Trip to Australia, 2010 – 2011





Before the children started school in Poland, we decided to take them to Australia for six months to improve their English and spend time with my parents and friends. During that time I was smart and organised enough to send group letters to friends and relatives in Poland, keeping them up-to-date with our trip. Now going back to these letters it is a true pleasure to read long-forgotten details of our special time there, and I have decided to upload a summary to this blog.

December – January

Our big family voyage does not get off to an easy start. Since my husband spent the week before the trip on business in both Cairo and Algiers, I spent some time on our airport’s arrivals and departures website. This way I noticed that the flight we were taking to Vienna (6:20 pm) had been regularly cancelled or delayed due to the weather. On the day we are leaving everything looks fine until the last minute when, at 6:25, the flight is cancelled and we are sent home with packed bags, the children (age 3.5 and 5.5), and a lost connection to Australia that had been reserved sixth months earlier as seats were already being booked out (Christmas time is always busy).
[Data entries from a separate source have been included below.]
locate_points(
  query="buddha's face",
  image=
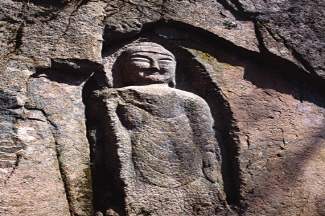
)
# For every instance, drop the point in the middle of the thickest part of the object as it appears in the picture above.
(153, 65)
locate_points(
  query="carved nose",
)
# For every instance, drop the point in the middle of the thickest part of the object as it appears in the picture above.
(155, 65)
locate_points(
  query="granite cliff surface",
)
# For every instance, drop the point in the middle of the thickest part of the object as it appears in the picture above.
(259, 65)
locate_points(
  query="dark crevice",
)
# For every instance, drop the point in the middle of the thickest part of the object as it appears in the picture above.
(19, 37)
(55, 131)
(108, 187)
(16, 164)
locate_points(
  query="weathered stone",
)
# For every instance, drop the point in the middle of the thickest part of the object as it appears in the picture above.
(258, 64)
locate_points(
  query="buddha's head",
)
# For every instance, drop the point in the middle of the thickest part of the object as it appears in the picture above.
(147, 63)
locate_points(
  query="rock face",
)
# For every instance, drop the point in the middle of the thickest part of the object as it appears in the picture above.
(244, 112)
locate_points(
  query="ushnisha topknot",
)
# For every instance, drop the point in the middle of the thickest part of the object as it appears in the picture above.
(148, 47)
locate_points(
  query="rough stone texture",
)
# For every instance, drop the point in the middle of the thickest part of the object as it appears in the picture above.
(258, 64)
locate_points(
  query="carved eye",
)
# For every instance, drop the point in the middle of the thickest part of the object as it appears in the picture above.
(140, 59)
(166, 61)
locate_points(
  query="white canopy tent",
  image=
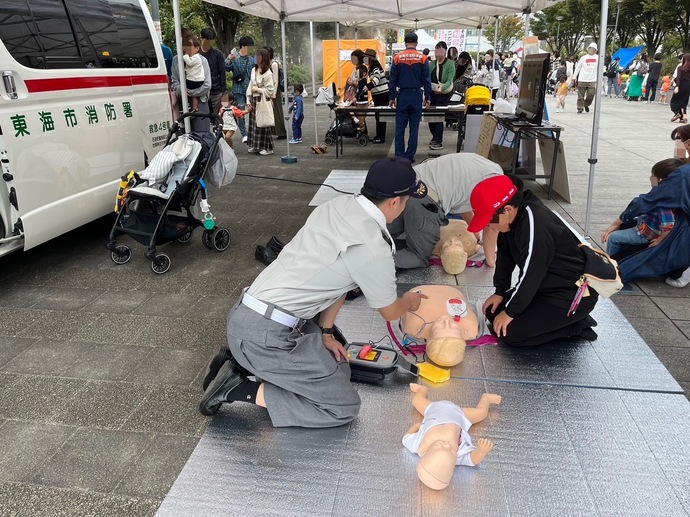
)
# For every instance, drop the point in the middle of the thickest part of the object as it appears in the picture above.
(409, 14)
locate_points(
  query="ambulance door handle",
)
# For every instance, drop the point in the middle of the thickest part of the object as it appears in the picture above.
(10, 86)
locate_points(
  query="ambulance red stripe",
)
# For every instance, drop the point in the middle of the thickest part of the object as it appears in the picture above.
(80, 83)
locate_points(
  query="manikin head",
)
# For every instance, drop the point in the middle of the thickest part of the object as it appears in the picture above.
(435, 469)
(446, 346)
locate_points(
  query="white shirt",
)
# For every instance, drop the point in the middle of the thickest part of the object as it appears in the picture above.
(193, 68)
(439, 413)
(340, 247)
(587, 69)
(453, 176)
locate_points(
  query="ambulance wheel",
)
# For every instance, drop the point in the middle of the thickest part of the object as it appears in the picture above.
(121, 254)
(185, 237)
(160, 264)
(207, 239)
(221, 239)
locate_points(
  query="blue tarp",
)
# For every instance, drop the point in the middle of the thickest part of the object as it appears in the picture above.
(627, 55)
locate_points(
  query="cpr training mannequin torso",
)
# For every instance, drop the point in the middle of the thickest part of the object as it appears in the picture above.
(455, 246)
(446, 335)
(442, 438)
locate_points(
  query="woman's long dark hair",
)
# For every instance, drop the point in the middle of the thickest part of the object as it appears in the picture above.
(462, 68)
(265, 61)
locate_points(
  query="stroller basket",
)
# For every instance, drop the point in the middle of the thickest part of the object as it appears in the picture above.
(172, 227)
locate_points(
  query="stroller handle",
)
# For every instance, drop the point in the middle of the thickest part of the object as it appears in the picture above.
(198, 114)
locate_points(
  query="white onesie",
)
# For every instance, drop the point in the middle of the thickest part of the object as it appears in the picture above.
(438, 413)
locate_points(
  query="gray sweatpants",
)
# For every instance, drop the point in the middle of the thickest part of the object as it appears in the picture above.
(421, 223)
(304, 385)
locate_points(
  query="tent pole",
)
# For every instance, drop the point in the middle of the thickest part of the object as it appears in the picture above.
(288, 158)
(180, 63)
(337, 37)
(496, 35)
(479, 44)
(313, 81)
(597, 113)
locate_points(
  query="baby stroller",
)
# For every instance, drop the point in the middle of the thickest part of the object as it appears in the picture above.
(154, 206)
(347, 127)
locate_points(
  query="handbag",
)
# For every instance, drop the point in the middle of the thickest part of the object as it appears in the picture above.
(263, 111)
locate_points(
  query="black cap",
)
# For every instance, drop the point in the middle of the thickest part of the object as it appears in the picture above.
(246, 41)
(392, 177)
(208, 33)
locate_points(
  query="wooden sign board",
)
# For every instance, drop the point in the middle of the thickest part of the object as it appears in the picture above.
(561, 183)
(486, 135)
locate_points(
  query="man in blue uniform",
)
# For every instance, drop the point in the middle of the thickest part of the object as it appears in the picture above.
(408, 76)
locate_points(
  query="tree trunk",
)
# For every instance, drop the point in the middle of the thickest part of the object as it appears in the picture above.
(267, 29)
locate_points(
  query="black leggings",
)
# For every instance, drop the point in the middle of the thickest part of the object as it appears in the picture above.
(650, 90)
(542, 321)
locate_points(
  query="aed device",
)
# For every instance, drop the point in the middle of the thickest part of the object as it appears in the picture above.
(369, 363)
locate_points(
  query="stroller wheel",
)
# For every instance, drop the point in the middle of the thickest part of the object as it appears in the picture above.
(207, 239)
(160, 264)
(221, 239)
(121, 254)
(185, 237)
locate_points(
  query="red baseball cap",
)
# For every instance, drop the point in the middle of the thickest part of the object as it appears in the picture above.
(487, 197)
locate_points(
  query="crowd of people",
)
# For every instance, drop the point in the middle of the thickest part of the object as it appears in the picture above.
(256, 91)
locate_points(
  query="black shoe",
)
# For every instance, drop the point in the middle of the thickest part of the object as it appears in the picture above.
(589, 334)
(275, 244)
(265, 255)
(214, 365)
(217, 393)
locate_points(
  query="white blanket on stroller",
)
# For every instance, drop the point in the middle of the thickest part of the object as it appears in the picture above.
(162, 163)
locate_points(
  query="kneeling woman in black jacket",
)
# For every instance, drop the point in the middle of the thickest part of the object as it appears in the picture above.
(536, 240)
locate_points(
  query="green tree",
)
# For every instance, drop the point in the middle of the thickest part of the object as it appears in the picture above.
(510, 29)
(580, 19)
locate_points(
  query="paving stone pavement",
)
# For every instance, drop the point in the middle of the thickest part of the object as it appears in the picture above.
(100, 364)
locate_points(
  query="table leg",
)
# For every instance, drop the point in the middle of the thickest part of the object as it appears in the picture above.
(554, 162)
(461, 131)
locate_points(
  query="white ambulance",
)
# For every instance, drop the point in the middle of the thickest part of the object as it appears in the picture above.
(83, 100)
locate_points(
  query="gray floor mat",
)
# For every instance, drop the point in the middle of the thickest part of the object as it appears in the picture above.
(618, 359)
(559, 451)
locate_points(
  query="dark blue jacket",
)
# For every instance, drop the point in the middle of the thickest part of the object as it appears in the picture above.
(410, 70)
(674, 251)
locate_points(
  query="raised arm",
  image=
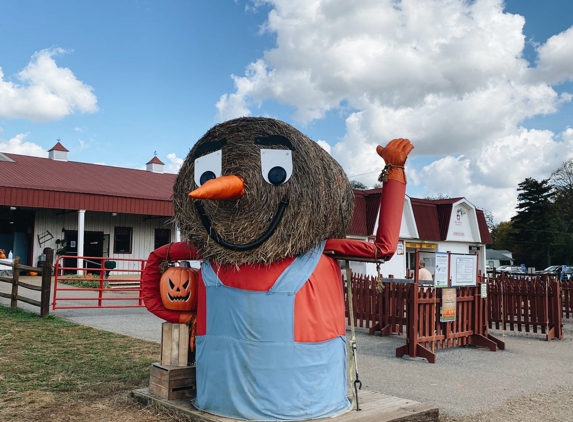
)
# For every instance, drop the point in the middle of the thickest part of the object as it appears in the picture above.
(393, 180)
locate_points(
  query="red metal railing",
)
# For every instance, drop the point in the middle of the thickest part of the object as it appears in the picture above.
(118, 284)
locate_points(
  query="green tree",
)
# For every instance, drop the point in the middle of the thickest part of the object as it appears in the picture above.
(535, 228)
(502, 236)
(561, 181)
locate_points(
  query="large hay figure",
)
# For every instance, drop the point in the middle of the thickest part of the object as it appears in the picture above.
(261, 203)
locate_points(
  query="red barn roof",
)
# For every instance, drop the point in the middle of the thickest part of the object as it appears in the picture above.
(432, 216)
(45, 183)
(58, 147)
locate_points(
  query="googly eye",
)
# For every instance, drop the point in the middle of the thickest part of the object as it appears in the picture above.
(276, 165)
(208, 167)
(208, 175)
(277, 175)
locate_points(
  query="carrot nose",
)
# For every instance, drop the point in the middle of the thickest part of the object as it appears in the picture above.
(222, 188)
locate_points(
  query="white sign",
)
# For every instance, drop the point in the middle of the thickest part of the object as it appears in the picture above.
(464, 270)
(441, 270)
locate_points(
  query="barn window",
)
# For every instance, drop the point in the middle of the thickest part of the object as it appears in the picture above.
(122, 239)
(162, 237)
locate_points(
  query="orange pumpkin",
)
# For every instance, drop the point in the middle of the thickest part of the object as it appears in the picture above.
(178, 288)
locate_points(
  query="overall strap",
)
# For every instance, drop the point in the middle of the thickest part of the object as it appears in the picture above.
(291, 279)
(296, 274)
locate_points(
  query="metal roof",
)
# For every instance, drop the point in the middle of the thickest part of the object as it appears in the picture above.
(47, 183)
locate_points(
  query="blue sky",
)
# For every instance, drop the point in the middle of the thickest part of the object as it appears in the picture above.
(482, 88)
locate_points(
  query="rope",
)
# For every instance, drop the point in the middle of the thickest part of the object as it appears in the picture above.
(353, 367)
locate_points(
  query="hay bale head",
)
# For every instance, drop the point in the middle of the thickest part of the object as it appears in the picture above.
(320, 199)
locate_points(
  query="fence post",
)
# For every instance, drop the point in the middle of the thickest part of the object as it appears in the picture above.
(557, 310)
(15, 280)
(46, 289)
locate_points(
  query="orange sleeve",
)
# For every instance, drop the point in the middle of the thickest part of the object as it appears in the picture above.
(387, 234)
(151, 277)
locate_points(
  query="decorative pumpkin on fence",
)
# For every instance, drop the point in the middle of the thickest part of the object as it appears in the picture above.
(178, 287)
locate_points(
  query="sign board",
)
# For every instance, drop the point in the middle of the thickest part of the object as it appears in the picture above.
(448, 311)
(441, 270)
(412, 245)
(463, 270)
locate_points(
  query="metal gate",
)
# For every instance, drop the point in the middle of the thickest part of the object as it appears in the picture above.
(97, 283)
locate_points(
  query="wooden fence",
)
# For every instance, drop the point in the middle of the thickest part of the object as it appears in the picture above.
(567, 295)
(527, 304)
(406, 306)
(44, 288)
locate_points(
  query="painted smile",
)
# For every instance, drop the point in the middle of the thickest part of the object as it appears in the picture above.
(232, 246)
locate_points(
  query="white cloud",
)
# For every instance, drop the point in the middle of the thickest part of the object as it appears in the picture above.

In typical Polish fashion, a queue of people from three cancelled flights is being serviced by one person. With small kids in tow, amid a sea of protests, we are led to the front of the line. Just changing our flights takes 40 minutes. Nasty. But we are given seats for the following day and I am able to launder S’s underpants that he managed to wet while still in Kraków, and I’d only packed one spare pair of pants and two pairs of undies as he had not peed his pants in ages!
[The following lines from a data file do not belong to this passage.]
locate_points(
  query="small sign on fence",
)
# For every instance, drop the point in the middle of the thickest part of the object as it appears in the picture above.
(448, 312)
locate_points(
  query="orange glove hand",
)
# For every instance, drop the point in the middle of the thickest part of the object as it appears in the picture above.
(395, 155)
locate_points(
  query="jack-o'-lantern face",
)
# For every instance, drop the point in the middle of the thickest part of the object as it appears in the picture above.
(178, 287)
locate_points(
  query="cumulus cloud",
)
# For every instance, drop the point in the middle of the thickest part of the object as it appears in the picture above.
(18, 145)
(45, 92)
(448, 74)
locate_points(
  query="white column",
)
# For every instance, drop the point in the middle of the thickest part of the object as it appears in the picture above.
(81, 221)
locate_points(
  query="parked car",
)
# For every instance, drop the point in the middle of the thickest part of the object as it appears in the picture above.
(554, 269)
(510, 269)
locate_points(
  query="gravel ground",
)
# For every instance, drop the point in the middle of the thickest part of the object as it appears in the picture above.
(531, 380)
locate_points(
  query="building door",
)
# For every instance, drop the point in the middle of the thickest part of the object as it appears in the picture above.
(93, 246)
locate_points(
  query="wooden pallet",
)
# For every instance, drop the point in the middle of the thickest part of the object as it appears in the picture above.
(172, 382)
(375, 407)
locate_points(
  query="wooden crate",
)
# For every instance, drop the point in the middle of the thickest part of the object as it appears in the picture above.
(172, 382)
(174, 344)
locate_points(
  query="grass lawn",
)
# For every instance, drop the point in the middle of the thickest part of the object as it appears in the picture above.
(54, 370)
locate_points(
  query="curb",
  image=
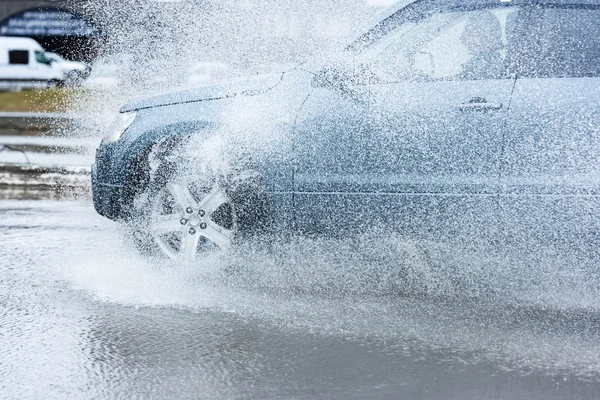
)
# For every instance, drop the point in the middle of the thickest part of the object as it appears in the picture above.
(54, 178)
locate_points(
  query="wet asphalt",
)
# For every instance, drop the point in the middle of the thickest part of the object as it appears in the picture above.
(83, 316)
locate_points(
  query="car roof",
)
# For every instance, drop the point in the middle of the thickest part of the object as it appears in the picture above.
(388, 15)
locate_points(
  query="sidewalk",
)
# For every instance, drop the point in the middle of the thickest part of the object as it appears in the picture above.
(31, 159)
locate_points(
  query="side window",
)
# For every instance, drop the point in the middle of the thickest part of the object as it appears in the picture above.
(468, 45)
(41, 58)
(565, 43)
(18, 57)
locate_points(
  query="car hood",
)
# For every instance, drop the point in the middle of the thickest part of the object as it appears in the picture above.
(239, 87)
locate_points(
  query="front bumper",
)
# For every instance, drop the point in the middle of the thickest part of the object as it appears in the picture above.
(106, 197)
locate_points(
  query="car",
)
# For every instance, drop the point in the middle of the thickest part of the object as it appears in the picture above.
(74, 71)
(25, 65)
(474, 124)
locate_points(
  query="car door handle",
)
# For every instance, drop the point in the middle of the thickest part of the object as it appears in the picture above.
(479, 104)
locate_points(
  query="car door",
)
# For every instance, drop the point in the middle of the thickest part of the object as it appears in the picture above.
(329, 126)
(426, 157)
(552, 160)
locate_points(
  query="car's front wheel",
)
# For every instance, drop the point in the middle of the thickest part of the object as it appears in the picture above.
(184, 217)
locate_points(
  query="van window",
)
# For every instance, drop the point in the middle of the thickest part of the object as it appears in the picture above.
(41, 57)
(18, 57)
(565, 42)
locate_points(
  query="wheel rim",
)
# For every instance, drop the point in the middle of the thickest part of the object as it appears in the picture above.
(191, 219)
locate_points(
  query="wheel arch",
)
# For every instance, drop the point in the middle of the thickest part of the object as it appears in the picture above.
(165, 138)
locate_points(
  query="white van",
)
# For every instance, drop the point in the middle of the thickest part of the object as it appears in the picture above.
(24, 65)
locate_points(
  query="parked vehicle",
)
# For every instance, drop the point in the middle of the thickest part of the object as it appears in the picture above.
(474, 123)
(25, 65)
(74, 71)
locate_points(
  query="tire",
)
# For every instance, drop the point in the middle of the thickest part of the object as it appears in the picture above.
(182, 217)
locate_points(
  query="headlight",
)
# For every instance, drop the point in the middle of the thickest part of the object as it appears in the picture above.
(120, 126)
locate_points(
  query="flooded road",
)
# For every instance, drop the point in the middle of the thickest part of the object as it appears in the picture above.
(83, 316)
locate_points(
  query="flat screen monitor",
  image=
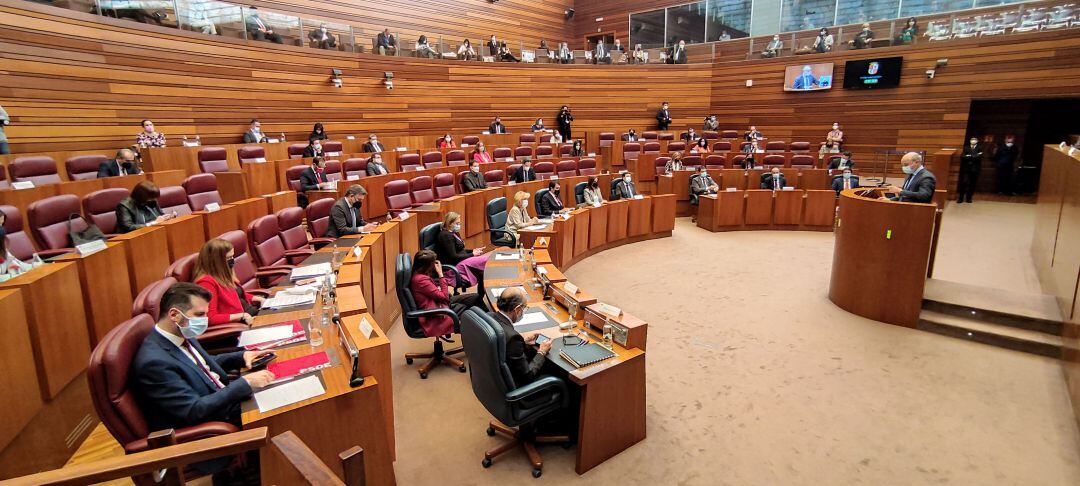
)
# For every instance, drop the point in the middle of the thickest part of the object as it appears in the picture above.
(809, 77)
(872, 73)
We board the first of our two long-haul flights while hearing of worse tales of being sent home from the airport and missed flights. In business class the children are quickly able to sleep in the comfortable seats and we enjoy a delicious pasta and prawn dish and some snoozing. After a nine-hour flight we have three hours at Bangkok airport. We head quickly for the Business Lounge, which has amazing food (including spicy Thai dumplings in flaky pastry and fresh melon and pineapple). The charming Thai hostesses are thrilled at the sight of the children and I am even more thrilled when one of them says: “Aren’t you wonderful? We have a special room for you.” And, true to her word, in the middle of the Business Lounge, lies a colourful playroom for the youngest passengers. Great thinking because not only are the children happy and busy, but they don’t disrupt other, resting passengers, which are predominantly businessmen in the midst of their work-related travels. The playing doesn’t go all that smoothly, of course, with Szymus wanting to “borrow” the main attraction, i.e. a large, wooden pirate ship (he says he’ll return it on the way home!).
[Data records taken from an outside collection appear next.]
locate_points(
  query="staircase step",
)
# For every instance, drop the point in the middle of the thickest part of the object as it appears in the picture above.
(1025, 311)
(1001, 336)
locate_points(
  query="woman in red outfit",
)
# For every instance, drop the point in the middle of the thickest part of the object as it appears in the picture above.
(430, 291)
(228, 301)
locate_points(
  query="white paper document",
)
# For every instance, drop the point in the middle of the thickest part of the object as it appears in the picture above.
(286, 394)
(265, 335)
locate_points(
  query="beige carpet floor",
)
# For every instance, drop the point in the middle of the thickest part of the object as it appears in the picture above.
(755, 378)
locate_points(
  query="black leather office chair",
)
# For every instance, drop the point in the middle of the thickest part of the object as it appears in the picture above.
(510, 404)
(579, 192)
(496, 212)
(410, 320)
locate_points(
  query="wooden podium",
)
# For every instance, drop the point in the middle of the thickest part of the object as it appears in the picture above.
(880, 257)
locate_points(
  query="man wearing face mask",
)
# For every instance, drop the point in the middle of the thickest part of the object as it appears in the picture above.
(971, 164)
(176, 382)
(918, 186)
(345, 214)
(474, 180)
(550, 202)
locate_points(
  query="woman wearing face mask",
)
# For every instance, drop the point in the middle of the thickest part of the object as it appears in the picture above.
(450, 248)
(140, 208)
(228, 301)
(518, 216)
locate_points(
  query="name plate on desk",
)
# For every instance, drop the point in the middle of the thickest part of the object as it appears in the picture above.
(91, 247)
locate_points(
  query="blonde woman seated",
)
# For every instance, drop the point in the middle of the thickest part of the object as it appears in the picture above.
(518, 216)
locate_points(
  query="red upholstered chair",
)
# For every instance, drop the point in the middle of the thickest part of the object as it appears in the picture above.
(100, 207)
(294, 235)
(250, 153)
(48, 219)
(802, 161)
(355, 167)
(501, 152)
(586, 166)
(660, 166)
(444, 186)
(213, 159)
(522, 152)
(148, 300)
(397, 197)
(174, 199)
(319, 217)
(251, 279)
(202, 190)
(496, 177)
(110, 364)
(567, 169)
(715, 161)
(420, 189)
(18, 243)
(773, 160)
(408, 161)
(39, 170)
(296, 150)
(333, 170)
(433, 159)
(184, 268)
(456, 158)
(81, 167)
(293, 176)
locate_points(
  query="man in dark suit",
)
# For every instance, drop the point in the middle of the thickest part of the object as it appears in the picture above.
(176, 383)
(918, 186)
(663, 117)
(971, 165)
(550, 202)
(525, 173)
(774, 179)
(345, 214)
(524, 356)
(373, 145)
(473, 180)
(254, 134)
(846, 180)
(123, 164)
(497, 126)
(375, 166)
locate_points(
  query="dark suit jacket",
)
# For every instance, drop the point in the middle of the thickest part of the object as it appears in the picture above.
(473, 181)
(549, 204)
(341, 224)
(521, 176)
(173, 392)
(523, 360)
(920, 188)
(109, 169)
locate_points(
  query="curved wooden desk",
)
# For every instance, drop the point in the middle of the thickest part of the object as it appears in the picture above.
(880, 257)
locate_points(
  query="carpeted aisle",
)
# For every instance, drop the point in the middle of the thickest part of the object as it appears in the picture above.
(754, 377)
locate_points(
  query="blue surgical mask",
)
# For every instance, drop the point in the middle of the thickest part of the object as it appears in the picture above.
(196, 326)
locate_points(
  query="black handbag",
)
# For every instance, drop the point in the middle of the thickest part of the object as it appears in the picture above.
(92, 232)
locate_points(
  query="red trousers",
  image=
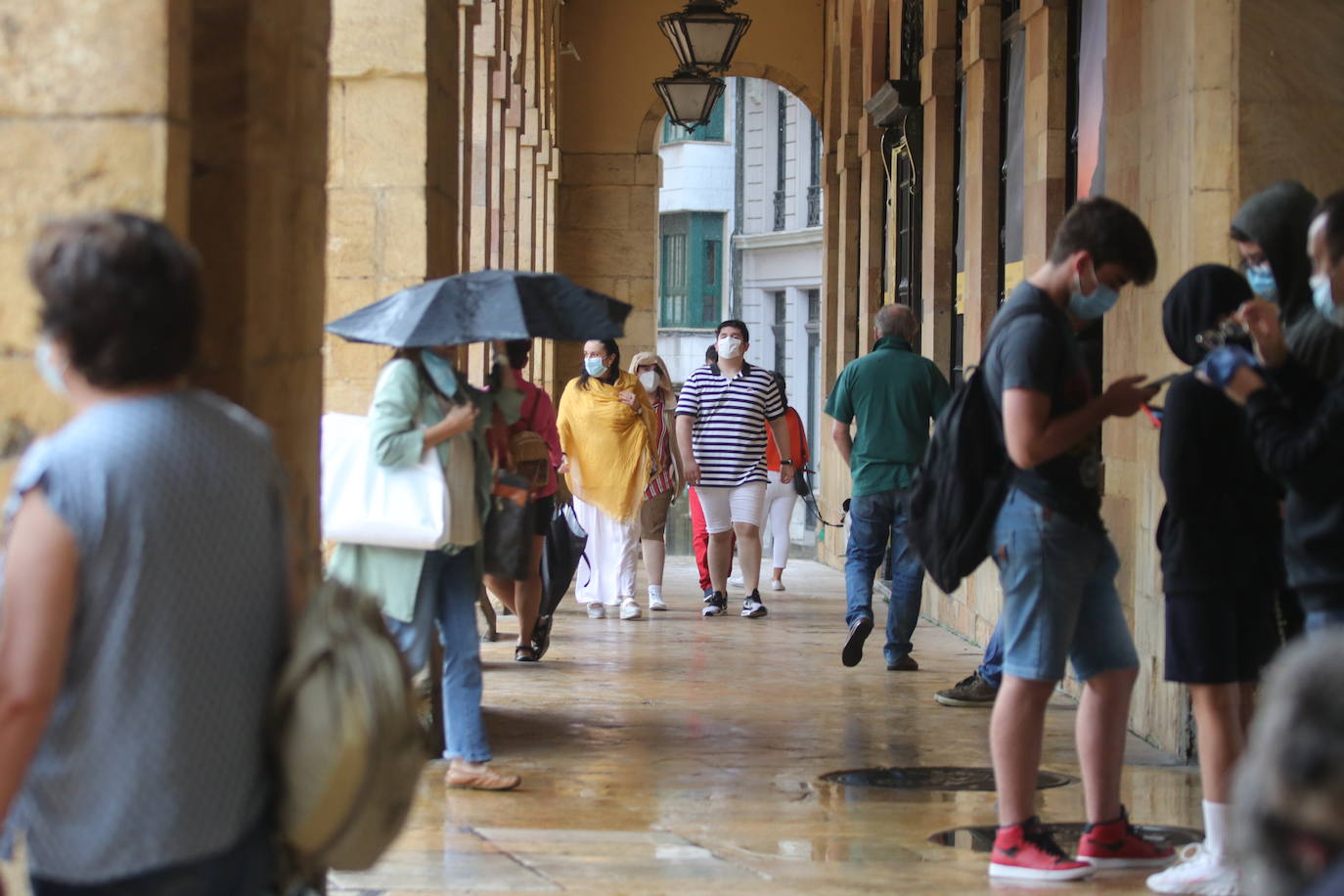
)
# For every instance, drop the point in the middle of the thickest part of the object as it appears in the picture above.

Snoozing on the flight ;) 
    
                                                                                                                          
On the way to our THIRD plane, the kids grab one another’s hands and begin singing a Polish children’s song Siała Baba Mak, at the tops of their voices. Where do they get the energy? Hardly any sleeping on the plane but thankful for private TV screens where Wizard of Oz and Toy Story are watched.

The amazing Business Lounge playroom!

In Australia!

Kingsford Smith airport in Sydney is probably among the most beautifully situated airports in the world! After flying for hours over Australia’s dry interior, the plane reaches the coastline and turns over the ocean at an angle where the early morning sunrays blind us and we can see the waves crashing against the sand and, in the distance, the shiny tall buildings of Sydney’s CBD. The landing strip is surrounded by water.

 Gorgeous Sydney bird's eye view

After departing Poland on Thursday at 3:25 pm local time, we land in Sydney on Friday 9:25 pm Polish time – 30 hours later. In Australia it is already Saturday, 7:25 am. A Santa with a large bell circulates the airport. The customs official, in weak Polish, asks if we didn’t bring any Polish sausages? Generally there is a ban on bringing any foreign food into Australia as the country is completely isolated from the world, but the official assures me that he would have allowed the mushroom conserves in that I refused to take for fear of them being confiscated. I admit to carrying straw Christmas decorations in our luggage (also a controversial item). To that he replies: “But without them, Christmas just wouldn’t be the same!” A friendly welcome in the country.

In the heat of the sun, at an open café at Sydney airport, we order something to drink and change into lighter clothing. I take off my boots with relief and change into thongs J I can smell the salty seaside air.

My parents drive up in their car and we hire one for the return trip. Olgierd really wants to visit a beach so we drive to nearby Botany Bay, where the settlers had first arrived over 200 years earlier. The beach is charming – pale sand and clear water, which the children run into immediately in their clothes. I pull out a suitcase from the boot of the car to get their swimsuits and slather them in sunscreen against the dangerous Aussie sun. It is generally advised to stay out of the sun between 10 am and 4 pm, and this is 10 and the sunrays are strong. When I wet my feet I want to jump in myself but I don’t even have a towel. We can see other planes landing at Sydney airport from here, just like ours had a few hours earlier! After a brief swim, walk and snack we jump into the car for the three-hour drive to Canberra. It was a great idea to break the exhausting trip with this beach visit because the little ones end up sleeping almost the whole way in their comfy booster seats.

 Enjoying Botany Bay beach after 30 hrs travel time!